# My Hitch Build



## gbfdcapt4b (Apr 29, 2021)

I thought I would share this with everyone. All the quick tach hitches I looked at were in the center so they are blocked by the hood. I offset mine so it is visible between the hood and loader making it easy to put the ball up and into the coupler. Here are a few shots:


----------



## pogobill (Jan 31, 2012)

Looks like it works well. Welcome to the forum.


----------



## gbfdcapt4b (Apr 29, 2021)

pogobill said:


> Looks like it works well. Welcome to the forum.


Thanks!


----------



## DIYOrangeDave (Jan 5, 2019)

Do you have concerns about the weight being one sided on the loader arms causing twisting?

Sent from my SM-T510 using Tapatalk


----------



## gbfdcapt4b (Apr 29, 2021)

DIYOrangeDave said:


> Do you have concerns about the weight being one sided on the loader arms causing twisting?
> 
> Sent from my SM-T510 using Tapatalk


None whatsoever.


----------



## TX MX5200 (May 12, 2020)

Hell of an idea....so did ya just buy a blank ssqa plate and weld it up? I just welded a receiver on my fork frame and can’t see crap except thru a video setup I installed.
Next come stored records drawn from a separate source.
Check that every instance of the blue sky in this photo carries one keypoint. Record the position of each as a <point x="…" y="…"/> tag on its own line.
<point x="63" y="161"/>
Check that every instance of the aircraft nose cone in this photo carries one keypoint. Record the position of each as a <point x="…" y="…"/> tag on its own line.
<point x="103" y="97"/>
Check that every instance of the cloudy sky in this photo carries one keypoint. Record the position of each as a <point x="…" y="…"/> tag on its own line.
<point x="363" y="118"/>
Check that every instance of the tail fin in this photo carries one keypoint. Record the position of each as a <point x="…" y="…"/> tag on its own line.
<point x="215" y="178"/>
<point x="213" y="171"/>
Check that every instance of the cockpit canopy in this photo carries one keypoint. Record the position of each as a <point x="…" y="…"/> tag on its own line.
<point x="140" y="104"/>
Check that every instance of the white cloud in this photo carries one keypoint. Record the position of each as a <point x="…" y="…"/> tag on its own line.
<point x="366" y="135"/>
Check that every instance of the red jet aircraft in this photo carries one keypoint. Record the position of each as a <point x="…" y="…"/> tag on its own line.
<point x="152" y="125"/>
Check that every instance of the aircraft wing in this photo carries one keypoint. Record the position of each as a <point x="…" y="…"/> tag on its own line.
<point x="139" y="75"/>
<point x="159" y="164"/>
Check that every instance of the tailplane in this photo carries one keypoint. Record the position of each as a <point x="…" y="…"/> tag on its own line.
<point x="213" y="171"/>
might as well double her up on other side and throw something else on a receiver like a hook or clevis etc...


----------



## gbfdcapt4b (Apr 29, 2021)

TX MX5200 said:


> Hell of an idea....so did ya just buy a blank ssqa plate and weld it up? I just welded a receiver on my fork frame and can’t see crap except thru a video setup I installed.
> 
> might as well double her up on other side and throw something else on a receiver like a hook or clevis etc...


Yes I bought a blank plate and welded it up. I had it powder coated when it was done.


----------